Slope charts: Highlight changes between two specific points in time

Slope chart 1

Insights:

  • The USA has been the primary destination for migrants in 2020 and has held this status since the 1990s.


Slope chart 2

Insights:

  • Back in 1990, Russia stood at the forefront as the primary supplier of migrants, but as we fast forward to 2020, India had taken over the top position.


Visualizations in Tableau

Heatmap: Displays relationships involving multiple variables

Heatmap

Insights:

  • The heatmap displays countries with significant immigrant contributions to their populations. It employs size to represent the migrant-to-population ratio and color to indicate remittances as a percentage of GDP. There is an expected correlation between migrant percentages and remittances. However, when sorting by total migrant stock, this association disappears because some countries with large migrant populations also have large overall populations, resulting in a proportionally smaller contribution of remittances to GDP.


Line chart: Depicts general migrant patterns

Line Chart

Insights:

  • We observe how internal conflicts, like warfare, affect migrant outflows in Syria and Iraq. Conflict onset significantly increases outflows, revealing its profound impact on migration dynamics.


Scatterplot: Examines the connection between two variables

Scatterplot

Insights:

  • The chart shows the influence of internal conflicts on the number of people leaving a country.

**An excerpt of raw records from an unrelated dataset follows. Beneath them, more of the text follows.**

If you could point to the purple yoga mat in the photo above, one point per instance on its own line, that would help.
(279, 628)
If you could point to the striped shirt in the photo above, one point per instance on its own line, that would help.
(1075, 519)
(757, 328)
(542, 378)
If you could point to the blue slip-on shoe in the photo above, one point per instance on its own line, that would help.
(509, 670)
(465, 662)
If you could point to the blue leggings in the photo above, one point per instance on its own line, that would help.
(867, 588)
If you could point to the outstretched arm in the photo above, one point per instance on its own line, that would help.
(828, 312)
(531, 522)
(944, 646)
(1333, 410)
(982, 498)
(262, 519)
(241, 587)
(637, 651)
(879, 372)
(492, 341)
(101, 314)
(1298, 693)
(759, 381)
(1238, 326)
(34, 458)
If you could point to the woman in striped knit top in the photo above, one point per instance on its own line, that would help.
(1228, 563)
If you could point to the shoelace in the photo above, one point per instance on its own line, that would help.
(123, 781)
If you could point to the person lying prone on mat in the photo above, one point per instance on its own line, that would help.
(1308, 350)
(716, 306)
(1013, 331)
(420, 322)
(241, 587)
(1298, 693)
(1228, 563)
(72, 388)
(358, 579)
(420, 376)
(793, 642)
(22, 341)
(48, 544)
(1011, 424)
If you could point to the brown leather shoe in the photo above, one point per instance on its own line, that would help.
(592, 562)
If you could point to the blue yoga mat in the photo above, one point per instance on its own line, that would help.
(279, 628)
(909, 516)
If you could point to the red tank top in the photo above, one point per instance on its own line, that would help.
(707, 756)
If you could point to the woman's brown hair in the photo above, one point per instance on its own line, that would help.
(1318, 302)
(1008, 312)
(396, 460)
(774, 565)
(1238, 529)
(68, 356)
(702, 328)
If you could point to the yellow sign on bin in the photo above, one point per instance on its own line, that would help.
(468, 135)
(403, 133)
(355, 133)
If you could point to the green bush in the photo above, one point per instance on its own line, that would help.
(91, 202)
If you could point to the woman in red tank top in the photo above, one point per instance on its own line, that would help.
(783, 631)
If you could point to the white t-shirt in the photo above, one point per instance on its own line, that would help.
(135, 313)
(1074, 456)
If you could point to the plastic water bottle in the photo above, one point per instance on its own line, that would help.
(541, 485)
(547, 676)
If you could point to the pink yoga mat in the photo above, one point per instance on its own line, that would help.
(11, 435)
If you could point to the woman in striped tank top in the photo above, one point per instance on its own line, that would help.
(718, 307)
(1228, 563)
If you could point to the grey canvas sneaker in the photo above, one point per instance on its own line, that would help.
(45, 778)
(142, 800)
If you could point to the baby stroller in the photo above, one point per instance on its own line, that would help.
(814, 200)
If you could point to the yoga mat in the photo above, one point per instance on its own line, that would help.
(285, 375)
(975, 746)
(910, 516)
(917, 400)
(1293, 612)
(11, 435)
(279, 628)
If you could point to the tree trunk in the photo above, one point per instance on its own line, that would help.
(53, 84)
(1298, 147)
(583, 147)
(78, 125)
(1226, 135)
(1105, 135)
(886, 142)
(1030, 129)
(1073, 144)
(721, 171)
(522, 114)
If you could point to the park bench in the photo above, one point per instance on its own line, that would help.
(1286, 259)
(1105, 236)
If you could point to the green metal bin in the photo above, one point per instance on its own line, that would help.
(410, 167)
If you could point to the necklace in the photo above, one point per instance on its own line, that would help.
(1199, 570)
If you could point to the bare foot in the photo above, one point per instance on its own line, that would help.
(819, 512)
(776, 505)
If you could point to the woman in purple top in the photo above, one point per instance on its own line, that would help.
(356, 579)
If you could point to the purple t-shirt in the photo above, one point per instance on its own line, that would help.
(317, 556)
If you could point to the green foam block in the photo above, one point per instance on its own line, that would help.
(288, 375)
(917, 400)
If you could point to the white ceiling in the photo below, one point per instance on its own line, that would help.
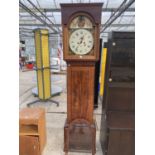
(27, 22)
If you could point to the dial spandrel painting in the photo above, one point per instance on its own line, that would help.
(81, 36)
(81, 22)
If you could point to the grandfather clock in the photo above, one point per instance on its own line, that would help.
(81, 30)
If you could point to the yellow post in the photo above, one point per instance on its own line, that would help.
(102, 75)
(43, 63)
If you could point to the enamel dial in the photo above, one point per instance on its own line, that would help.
(81, 41)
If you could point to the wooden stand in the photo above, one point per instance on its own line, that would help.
(32, 132)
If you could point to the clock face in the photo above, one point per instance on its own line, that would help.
(81, 41)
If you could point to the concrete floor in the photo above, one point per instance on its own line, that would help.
(55, 116)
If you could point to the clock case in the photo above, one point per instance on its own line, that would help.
(93, 13)
(80, 126)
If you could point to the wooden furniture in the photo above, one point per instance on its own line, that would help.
(32, 131)
(81, 27)
(117, 124)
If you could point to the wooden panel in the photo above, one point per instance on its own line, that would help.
(29, 145)
(121, 143)
(121, 120)
(120, 98)
(80, 92)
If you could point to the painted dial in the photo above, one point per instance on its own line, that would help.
(81, 41)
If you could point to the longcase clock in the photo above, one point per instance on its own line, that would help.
(81, 27)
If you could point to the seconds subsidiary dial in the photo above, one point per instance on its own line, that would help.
(81, 41)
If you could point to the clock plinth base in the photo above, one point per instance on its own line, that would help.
(80, 137)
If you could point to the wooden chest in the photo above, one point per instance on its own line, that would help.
(32, 131)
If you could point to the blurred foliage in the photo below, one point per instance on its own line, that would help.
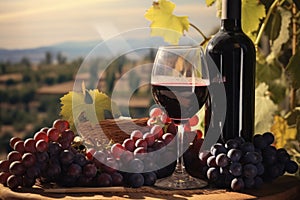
(273, 26)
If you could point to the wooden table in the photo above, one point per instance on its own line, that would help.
(283, 188)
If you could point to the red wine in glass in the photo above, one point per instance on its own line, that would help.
(180, 100)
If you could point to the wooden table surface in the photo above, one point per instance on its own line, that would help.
(283, 188)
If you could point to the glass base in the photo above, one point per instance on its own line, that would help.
(180, 181)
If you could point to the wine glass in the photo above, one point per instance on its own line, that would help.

Countries like Syria, Afghanistan, and Ukraine have high levels of internal conflict, values above the average reference lines, which has led to many people leaving.


Key insights 💡

  • Reciprocal Migrant Flow: Mexico is the primary source of US migrants (9.5 million on average from 1990 to 2020), while the USA significantly contributes to Mexican migration (0.5 million), illustrating a reciprocal dynamic—a situation where both countries play essential roles in each other's immigration patterns, resulting in an ongoing exchange of people between the two nations.

  • Migration Trends: In 2020, the USA continued as the primary destination for migrants since the 90s, while India overtook Russia as the leading migrant source, indicating a significant shift in global migration patterns.

  • Conflict Fuels Migration: War and internal conflict, such as in Syria and Iraq, fuel migrant outflows.

Lessons learned ✨

  • Cross-country migration is a complex and ever-changing phenomenon impacting numerous countries globally. UN estimates, though valuable, may not encompass the complete data due to challenges in data collection, especially when new countries emerge, as seen after the fall of the Soviet Union.

  • Given events like the COVID-19 pandemic and emerging conflicts, UN data, reported every five years, may not consistently depict current conditions. I look forward to examining the 2025 data to understand how the pandemic may have influenced global migration patterns.

  • Crafting visualization titles that effectively convey the main point demands a blend of trial and error, creativity, and precision.

  • Tackling the UN's aggregated Excel tables can feel like solving a tricky puzzle. Working to transform them into a more user-friendly long format has been quite the learning adventure.